Well, I'm an HPC guy doing infrastructure for a search engine, so I'm
not assuming much. And I didn't say the setup would be the same --
just that Lustre/PVFS would probably be more reliable and higher
performance if they stored copies on multiple servers instead of using
local or SAN RAID. (Or did they implement this while I wasn't looking?)

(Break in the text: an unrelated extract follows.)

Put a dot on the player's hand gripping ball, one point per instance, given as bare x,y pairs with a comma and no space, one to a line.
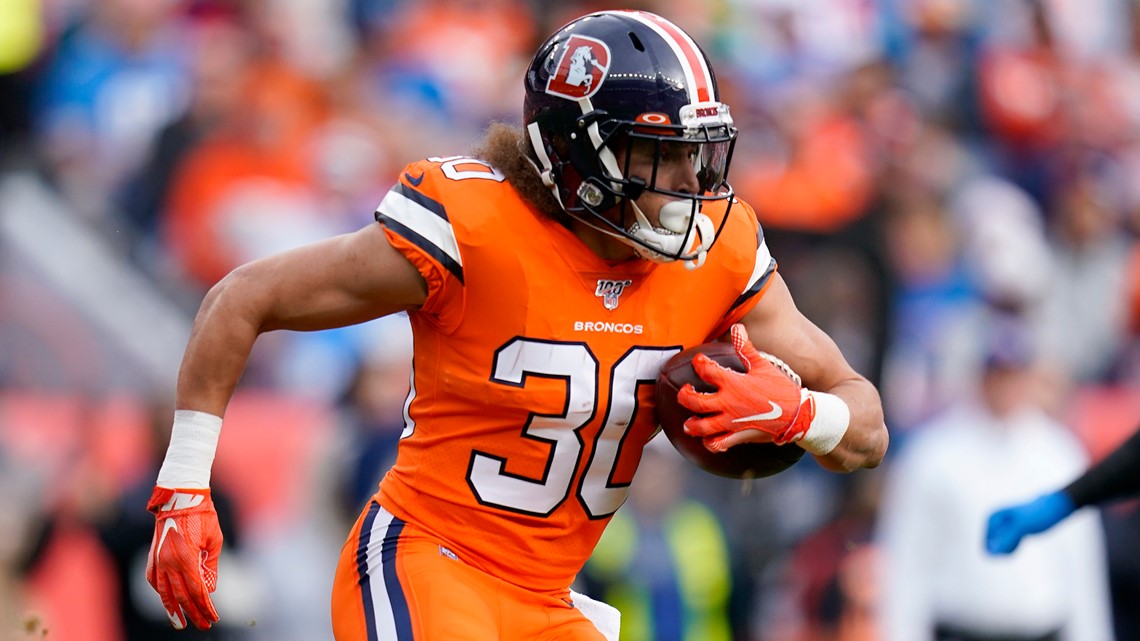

> Also, I'd be blown away if Blekko wasn't doing it's own  
> striping/redundancy - even if they aren't using RAID 0 or 1 by the book,  
> they probably are using the same concepts (though hand-spun for search  
> engine needs).

We do the usual thing: store 3 copies on 3 different servers, locality
picked such that a single network or power failure won't take out more
than 1 copy. Since we are very concerned about transfer rates, it's
well worth buying more disks because the read speed increases.

> I don't think the "whole internet" takes up 5 petabytes,  

The internet is infinite in size thanks to websites that generate data
(or crap). Our 3 billion page crawl (1/5 of the size we dream of) is
257 tbytes (compressed), and the corresponding index is 77 terabytes
(very compressed). (Yes, we have a lot of disk space empty at the moment.)

-- greg